Y no ponga los ojos en
/esa hermosa
que frunce de promesas la
/boca impura.
eche veinte centavos en la
/ranura
si quiere ver la vida color
/de rosa.
El dolor mata, amigo, la vida
/es dura,
y ya que usted no tiene ni hogar /ni esposa,
si quiere ver la vida color
/de rosa
eche veinte centavos en
/la ranura.
Así empezaba Raúl González Tuñón, en una primera y monumental estrofa de su poema “Eche veinte centavos en la ranura” (de El violín del diablo, 1926), a describir las imágenes del viejo Paseo de Julio, un mosaico porteño que se extendía en aquella época por Paseo Colón, de Córdoba a Plaza de Mayo. Era un mosaico particular, de esos que le interesaban al poeta. Una zona plagada de titiriteros, kermesses, marineros, puticlubes, escritores no consagrados, personajes de circo (enanos, mujeres barbudas, funámbulos), es decir: solitarios. Gente, como dice el poema, sin un hogar al que volver. Gente obligada a hacer tiempo en la calle para distraerse de la soledad. Gente proclive y bien dispuesta para las ilusiones.
En homenaje a Raúl González Tuñón y especialmente al mundo al que le cantó Tuñón –un mundo de perdedores, de hombres y mujeres a escala humana, de imperfecciones a la vista y de nostalgias infinitas atravesándoles el pecho– es que desde hace dos meses existe el bar/teatro Tuñón, enclavado por esas cosas de la vida en Maipú al 800, casi Córdoba, al borde del viejo Paseo de Julio.

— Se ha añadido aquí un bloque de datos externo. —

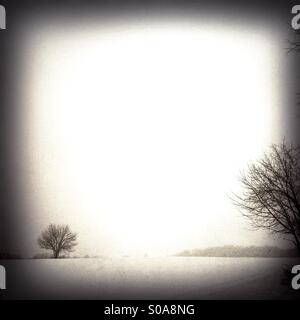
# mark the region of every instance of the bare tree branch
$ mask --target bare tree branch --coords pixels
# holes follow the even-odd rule
[[[42,249],[52,250],[53,257],[58,258],[62,251],[73,251],[76,240],[77,234],[68,225],[50,224],[38,238],[38,244]]]

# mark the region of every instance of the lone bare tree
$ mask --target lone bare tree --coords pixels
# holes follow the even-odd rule
[[[300,253],[300,148],[286,142],[242,173],[233,201],[256,229],[292,241]]]
[[[53,258],[57,259],[62,251],[73,251],[76,239],[77,234],[68,225],[50,224],[38,238],[38,244],[42,249],[52,250]]]

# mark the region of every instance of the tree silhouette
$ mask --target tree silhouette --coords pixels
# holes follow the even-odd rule
[[[283,142],[252,163],[233,201],[256,229],[284,236],[300,253],[300,149]]]
[[[52,250],[53,258],[57,259],[62,251],[73,251],[76,239],[77,234],[68,225],[50,224],[38,238],[38,244],[42,249]]]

Sus dueños, Narciso Romani y Carlos “Gandhi” González, se conocen desde niños, y entre sus pasadas aventuras figuran algunas temporadas vendiendo bijouterie en Ibiza. Tenían esta idea desde hace mucho: montar un restaurante con un espacio destinado a espectáculos, pero no cualquiera ni de cualquier manera. Tuñón los guió: ambos eran fervientes lectores del poeta y al ponerse de acuerdo en llamar así al lugar, lo demás vino solo, aunque por cierto les dio mucho más trabajo que si hubieran decidido crear un restaurante fashion.
Buscaron, dicen, ese poder evocativo que a su manera despiertan los poemas: módicamente, buscaron que cada detalle del lugar recreara las imágenes, el tiempo y el clima en los que se inspiró Tuñón y que ahora inspira su nombre. Eso incluyó recorridas por barrios porteños en los que todavía palpitan antiguos bares. Mataderos, La Boca, Barracas. “Ibamos a tratar de detectar qué era exactamente lo que les daba el clima”, dice Gandhi. Porque suele pasar: uno absorbe de los lugares cierta profundidad anímica, cierto espíritu, cierto vago lenguaje, pero nunca se detiene a observar qué se los da. Y de esas recorridas salió el nítido verde de las paredes del Tuñón: un verde estilizado pero reconocible, que envía directamente a los verdes de aquellos bares o de los hoteles de provincia. Lo mismo pasó con las boisseries pintadas en marrón y separadas de las paredes verdes por molduras de zócalo blancas. “En los bares finos, las boisseries eran de madera. En los bares populares, se las pintaba de marrón para que simularan ser de madera”, dice Gandhi. Y eso es Tuñón: una estilización de aquellos bares populares. De eso mismo habla el mueble de fondo de la barra, replicado en base a viejas fotos. O las estanterías y las repisas que exhibirán el vino de la casa, o la heladera de madera, o las cartas: cada una de ellas reproduce el original de un libro de González Tuñón. Las hay de La calle del agujero en la media, de La rosa blindada y de Dan tres vueltas y luego se van. La familia de González Tuñón, muy de acuerdo con el proyecto, aportó las fotografías del álbum familiar que se pueden ver en las paredes. Una vitrina-librería exhibe libros y CDs para la venta. Los pingüinos de vino que esperan en un estante y ya han empezado a ser pintados como obras únicas de artistas como Luis Felipe Noé irán siendo pintados por otros artistas amigos de la casa, y en breve recorrerán las mesas, aunque los dueños aclaran que entonces un cartelito a la salida alertará sobre un inverosímil “detector de pingüinos”.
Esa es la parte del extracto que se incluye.